Ornithogalum Magnum is a perennial plant native to southern Europe and southern Africa. Belonging to the family Hyacinthaceae, it is a member of the ‘Star of Bethlehem’ family. Grown from bulbs, they bloom in late spring into June. The stalks can reach 24″ high with dozens of perfectly spaced white flowers that open as they circle from the bottom of the stem up to the crown.

© Cindy Dyer. All right reserved.





Japanese Iris

20 05 2011

© Cindy Dyer. All rights reserved.





‘Wild Watermelon’ Salvia

19 05 2011

I photographed this Salvia microphylla ‘Wild Watermelon’ at Green Spring Gardens. Couldn’t have picked a better name for this flower myself!

© Cindy Dyer. All rights reserved.





Broom

19 05 2011

Broom (Cytisus pseudoprocumbens; C. diffusus; native to Europe). Brooms can be either evergreen or semi-evergreen and are deciduous shrubs that tolerate (and even thrive in) poor soils and growing conditions and need little care (how many plants can you say that about?!). They are native to Europe, north Africa and southeast Asia. I photographed these buds against a backdrop of deep purple Siberian Irises at Green Spring Gardens.

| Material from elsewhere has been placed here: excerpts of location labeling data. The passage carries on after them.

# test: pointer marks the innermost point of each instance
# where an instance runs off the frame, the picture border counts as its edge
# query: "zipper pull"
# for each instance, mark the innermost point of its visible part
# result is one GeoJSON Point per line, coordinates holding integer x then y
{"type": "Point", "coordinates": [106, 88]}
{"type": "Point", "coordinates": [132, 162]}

© Cindy Dyer. All rights reserved.






Clematis

19 05 2011

Vivid pink Clematis flower photographed against a backdrop of purple Columbine blooms at Green Spring Gardens in Alexandria, Virginia

© Cindy Dyer. All right reserved.






White Spiderwort

19 05 2011

I think this is the Tradescantia x andersoniana ‘Innocence’ cultivar.

Photographed at Green Spring Gardens in Alexandria, Virginia

© Cindy Dyer. All rights reserved.






Star of Persia (Allium christophe)

19 05 2011

Earlier this month I photographed this plant just as it was beginning to bloom, which is a far cry from the “visually busy” bloom I photographed today. Check out this plant in early bud stage on my previous post here. Aided by my macro lens today, I could see scores of tiny bugs navigating the interior stems—making it a veritable insect superhighway!

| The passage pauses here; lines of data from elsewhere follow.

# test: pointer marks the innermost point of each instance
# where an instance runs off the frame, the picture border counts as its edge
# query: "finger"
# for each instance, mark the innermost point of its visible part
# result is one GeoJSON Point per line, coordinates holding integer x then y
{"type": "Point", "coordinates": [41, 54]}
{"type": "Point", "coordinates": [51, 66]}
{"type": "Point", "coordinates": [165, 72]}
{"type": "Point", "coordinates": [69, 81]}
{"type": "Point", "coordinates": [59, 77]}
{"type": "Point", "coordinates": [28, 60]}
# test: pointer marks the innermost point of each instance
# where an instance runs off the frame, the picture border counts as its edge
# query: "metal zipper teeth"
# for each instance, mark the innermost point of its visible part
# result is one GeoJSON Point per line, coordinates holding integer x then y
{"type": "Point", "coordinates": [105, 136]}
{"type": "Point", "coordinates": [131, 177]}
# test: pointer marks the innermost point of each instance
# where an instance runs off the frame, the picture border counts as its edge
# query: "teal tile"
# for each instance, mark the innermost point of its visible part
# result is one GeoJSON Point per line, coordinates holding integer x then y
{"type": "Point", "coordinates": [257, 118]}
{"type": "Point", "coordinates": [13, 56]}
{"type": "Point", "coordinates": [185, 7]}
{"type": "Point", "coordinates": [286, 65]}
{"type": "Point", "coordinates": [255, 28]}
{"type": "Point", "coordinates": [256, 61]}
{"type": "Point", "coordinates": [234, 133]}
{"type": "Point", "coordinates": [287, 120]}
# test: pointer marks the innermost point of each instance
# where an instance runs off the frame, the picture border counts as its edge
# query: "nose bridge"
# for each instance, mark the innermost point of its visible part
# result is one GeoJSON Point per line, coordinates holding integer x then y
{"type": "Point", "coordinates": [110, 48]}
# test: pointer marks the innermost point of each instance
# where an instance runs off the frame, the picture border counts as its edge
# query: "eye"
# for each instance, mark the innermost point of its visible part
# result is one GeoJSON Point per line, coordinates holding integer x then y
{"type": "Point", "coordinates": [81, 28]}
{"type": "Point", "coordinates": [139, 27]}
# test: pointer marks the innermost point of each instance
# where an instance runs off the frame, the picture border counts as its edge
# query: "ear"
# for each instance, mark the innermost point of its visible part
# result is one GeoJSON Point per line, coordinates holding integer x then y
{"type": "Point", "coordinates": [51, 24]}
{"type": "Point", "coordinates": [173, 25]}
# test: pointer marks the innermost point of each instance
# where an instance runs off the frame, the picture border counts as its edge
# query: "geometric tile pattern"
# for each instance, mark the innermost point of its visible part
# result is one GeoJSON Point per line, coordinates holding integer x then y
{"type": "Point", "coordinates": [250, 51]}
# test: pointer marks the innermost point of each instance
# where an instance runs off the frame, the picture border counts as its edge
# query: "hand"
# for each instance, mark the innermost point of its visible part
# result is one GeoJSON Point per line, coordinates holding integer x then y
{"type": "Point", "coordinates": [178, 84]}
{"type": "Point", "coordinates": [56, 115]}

Star of Persia (Allium Christophe) plants grow 18-24 inches tall and sport a globe-shaped flower approximately 10 inches in diameter with clusters of amethyst-hued star-shaped blooms. The bulbs are hardy in zone 4 to 9 and after the blooms are spent, the ‘dead heads’ make a great architectural element in the garden. The bulbs are planted in the fall and bloom in late spring to early summer.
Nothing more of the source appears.